OverviewΒΆ

Dunshire is a library for solving linear (cone) games. The notion of a symmetric linear (cone) game was introduced by Gowda and Ravindran [GowdaRav], and extended by Orlitzky to asymmetric cones with two interior points.

The state-of-the-art is that only symmetric games can be solved efficiently, and thus the linear games supported by Dunshire are a compromise between the two: the cones are symmetric, but the players get to choose two interior points.
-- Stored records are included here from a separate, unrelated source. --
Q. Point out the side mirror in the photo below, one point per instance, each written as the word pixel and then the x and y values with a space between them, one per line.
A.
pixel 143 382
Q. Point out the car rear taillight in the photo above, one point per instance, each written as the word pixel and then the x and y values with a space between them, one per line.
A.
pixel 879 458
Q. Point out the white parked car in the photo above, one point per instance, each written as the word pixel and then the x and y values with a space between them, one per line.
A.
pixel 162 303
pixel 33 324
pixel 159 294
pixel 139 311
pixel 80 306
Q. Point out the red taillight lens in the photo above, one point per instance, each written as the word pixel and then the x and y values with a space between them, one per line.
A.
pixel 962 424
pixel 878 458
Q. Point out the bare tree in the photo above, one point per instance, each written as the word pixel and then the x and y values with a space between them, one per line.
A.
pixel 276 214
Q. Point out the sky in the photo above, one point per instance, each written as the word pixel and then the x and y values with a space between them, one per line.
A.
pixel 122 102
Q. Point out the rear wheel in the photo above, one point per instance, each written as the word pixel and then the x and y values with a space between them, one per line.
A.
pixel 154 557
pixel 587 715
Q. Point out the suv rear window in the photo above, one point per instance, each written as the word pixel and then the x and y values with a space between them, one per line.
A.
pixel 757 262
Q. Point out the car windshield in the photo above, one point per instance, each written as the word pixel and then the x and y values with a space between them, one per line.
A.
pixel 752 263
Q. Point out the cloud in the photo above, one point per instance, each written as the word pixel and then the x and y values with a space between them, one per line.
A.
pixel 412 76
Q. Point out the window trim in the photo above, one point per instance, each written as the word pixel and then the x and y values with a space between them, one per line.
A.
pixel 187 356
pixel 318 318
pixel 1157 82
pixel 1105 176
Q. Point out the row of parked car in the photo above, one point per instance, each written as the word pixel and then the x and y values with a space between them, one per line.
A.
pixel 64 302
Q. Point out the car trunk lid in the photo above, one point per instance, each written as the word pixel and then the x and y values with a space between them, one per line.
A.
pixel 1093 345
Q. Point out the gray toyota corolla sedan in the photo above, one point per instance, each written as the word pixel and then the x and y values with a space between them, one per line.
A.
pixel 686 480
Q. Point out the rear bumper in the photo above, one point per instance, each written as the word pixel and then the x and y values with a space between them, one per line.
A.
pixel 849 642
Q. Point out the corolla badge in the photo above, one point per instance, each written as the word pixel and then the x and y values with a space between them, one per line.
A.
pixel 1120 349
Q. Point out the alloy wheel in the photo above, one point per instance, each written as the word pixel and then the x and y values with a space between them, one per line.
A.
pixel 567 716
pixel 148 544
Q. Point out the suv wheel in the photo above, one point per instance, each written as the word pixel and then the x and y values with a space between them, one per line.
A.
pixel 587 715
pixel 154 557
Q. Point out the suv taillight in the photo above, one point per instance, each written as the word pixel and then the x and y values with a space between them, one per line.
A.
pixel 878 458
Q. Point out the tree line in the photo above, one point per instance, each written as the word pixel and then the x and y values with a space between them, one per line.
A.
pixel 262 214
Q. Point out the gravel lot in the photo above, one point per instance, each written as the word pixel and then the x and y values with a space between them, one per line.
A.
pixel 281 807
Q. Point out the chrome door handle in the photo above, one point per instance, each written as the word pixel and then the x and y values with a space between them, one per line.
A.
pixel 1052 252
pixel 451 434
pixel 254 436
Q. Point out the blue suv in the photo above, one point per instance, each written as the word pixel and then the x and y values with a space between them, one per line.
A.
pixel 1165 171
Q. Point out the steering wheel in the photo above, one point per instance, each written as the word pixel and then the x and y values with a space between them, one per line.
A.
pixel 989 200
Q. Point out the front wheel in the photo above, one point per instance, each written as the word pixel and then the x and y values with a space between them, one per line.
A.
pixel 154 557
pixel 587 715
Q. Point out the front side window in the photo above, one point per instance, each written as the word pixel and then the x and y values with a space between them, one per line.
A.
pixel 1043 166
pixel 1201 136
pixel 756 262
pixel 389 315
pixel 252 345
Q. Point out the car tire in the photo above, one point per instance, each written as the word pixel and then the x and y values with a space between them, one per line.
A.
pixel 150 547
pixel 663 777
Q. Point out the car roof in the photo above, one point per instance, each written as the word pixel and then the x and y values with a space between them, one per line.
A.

In this game, we have two players who are competing for a “payoff.” There is a symmetric cone \(K\), a linear transformation \(L\) on the space in which \(K\) lives, and two points \(e_{1}\) and \(e_{2}\) in the interior of \(K\). The players make their “moves” by choosing points from two strategy sets. Player one chooses an \(\bar{x}\) from

\[\Delta_{1} = \left\lbrace x \in K\ \middle|\ \left\langle x,e_{2} \right\rangle = 1 \right\rbrace\]

and player two chooses a \(\bar{y}\) from

\[\begin{split}\Delta_{2} &= \left\lbrace y \in K\ \middle|\ \left\langle y,e_{1} \right\rangle = 1 \right\rbrace.\end{split}\]

That ends the turn, and player one is paid \(\left\langle L\left(\bar{x}\right),\bar{y}\right\rangle\) out of player two’s pocket. As is usual in game theory, we suppose that player one wants to maximize his worst-case payoff, and that player two wants to minimize his worst-case payout. In other words, player one wants to solve the optimization problem,

\[\text{find } \underset{x \in \Delta_{1}}{\max}\ \underset{y\in \Delta_{2}}{\min}\ \left\langle L\left(x\right),y \right\rangle\]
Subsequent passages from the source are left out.